W kieleckiej Radzie Miasta potrzebna jest koalicja- uważają radni prezydenckiego klubu Porozumienie Samorządowe Wojciech Lubawski i rozpoczynają rozmowy w tej sprawie. Pierwsze odbyły się już dzisiaj. O przyszłej współpracy dyskutowano z reprezentantami Prawa i Sprawiedliwości.
Szef klubu radnych Porozumienia Samorządowego, Witold Borowiec potwierdza informacje Radia Kielce. Mówi, że utworzenie koalicji ma charakter pilny. O szczegółach na razie nie chce rozmawiać. Wiadomo jednak, że głosy Porozumienia i PiS, to za mało do zebrania stabilnej i wystarczająco licznej koalicji. Dlatego będą próby porozumienia z pozostałymi klubami poza Polskim Stronnictwem Ludowym. Tutaj, jak mówią radni prezydenta, współpraca nie jest możliwa. Tworzenie koalicji wymagać będzie zmian w komisjach.

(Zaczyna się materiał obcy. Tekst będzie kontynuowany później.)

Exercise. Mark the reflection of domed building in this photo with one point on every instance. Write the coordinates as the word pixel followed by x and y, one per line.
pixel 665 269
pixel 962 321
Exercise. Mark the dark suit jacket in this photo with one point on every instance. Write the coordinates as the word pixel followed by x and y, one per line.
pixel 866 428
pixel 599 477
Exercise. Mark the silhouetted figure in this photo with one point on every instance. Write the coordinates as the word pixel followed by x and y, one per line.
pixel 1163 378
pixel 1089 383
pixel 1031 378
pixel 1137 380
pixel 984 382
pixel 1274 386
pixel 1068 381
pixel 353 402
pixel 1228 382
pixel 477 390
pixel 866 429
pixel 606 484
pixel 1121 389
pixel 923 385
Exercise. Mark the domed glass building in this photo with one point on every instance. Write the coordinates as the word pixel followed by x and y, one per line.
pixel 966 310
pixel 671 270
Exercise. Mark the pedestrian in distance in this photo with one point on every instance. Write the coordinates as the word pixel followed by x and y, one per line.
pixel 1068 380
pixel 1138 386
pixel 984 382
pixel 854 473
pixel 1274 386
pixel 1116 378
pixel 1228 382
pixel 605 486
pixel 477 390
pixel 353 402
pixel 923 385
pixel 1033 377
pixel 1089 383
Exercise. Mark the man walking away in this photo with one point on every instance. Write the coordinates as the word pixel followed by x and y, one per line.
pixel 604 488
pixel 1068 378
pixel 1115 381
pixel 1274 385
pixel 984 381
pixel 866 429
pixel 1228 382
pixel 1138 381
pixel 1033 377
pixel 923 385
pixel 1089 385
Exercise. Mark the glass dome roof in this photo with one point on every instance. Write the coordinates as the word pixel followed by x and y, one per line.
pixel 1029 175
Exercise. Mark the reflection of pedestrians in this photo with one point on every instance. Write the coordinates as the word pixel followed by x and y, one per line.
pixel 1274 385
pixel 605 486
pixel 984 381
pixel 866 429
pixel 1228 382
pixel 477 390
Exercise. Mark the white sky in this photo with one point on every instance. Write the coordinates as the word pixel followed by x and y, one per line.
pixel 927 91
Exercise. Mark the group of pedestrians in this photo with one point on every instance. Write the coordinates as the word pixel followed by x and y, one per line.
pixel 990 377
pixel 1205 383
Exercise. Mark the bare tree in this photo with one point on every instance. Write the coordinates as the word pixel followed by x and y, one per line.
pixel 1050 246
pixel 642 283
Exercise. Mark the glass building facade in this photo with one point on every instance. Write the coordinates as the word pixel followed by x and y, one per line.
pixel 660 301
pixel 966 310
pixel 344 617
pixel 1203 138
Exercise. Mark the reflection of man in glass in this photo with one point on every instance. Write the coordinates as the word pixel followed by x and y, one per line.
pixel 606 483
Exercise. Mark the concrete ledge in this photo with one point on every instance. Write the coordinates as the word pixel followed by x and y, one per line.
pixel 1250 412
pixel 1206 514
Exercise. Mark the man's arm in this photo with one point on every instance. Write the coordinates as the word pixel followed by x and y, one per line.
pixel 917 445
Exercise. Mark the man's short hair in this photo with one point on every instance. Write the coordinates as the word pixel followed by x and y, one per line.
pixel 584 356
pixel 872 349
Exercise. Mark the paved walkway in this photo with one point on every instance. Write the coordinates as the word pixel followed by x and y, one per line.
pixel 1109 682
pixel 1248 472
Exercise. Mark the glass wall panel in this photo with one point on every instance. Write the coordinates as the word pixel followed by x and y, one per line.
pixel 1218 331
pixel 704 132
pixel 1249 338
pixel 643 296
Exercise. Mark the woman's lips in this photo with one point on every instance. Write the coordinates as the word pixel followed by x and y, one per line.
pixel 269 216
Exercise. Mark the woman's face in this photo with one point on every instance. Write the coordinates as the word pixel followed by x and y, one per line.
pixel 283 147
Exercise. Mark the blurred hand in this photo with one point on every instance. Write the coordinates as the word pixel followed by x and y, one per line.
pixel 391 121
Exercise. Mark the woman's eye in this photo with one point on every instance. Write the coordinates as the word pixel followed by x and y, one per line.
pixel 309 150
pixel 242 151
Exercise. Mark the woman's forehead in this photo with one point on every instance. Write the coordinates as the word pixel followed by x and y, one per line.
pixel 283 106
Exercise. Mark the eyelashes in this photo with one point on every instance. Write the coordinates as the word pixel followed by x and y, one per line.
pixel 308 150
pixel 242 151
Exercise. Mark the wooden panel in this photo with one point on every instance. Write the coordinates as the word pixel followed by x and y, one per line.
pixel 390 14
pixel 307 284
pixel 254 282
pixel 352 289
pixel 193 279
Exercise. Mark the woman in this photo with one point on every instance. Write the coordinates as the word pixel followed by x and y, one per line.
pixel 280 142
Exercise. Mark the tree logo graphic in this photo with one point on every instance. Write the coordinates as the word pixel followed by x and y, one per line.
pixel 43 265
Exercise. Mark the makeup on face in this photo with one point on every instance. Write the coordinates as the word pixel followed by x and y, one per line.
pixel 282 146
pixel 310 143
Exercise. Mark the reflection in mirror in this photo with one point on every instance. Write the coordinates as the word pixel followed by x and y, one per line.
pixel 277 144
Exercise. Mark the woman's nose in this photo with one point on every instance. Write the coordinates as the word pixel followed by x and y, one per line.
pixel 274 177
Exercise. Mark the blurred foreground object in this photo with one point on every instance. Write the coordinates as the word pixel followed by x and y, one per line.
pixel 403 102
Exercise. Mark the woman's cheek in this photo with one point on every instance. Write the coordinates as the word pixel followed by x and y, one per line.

Niewykluczone, że także na stanowiskach przewodniczących, bo do tej pory Prawo i Sprawiedliwość nie miało żadnego szefa. Wiele wskazuje na to, że stanowisko przewodniczącego komisji zdrowia może stracić Włodzimierz Wielgus z PSL. Z nieoficjalnych informacji Radia Kielce wynika, że radni związani z tą partią próbowali sondować, czy możliwe jest stworzenie silnej opozycji i odwołanie ze stanowiska przewodniczącego Rady Miasta, Tomasza Boguckiego.
Te informacje przyśpieszyły decyzję o rozpoczęciu rozmów na temat utworzenia koalicji. Ważnym elementem był także fakt, iż podczas ostatniej sesji Rady Miasta przepadła zaproponowana przez prezydenta Wojciecha Lubawskiego uchwała, mówiąca o podwyżce podatków dla przedsiębiorców. Wcześniej władze miasta miały problemy z przeforsowaniem uchwał dotyczących m.in. sprzedaży szpitala miejskiego oraz uchwalenia planu zagospodarowania dla Ostrej Górki.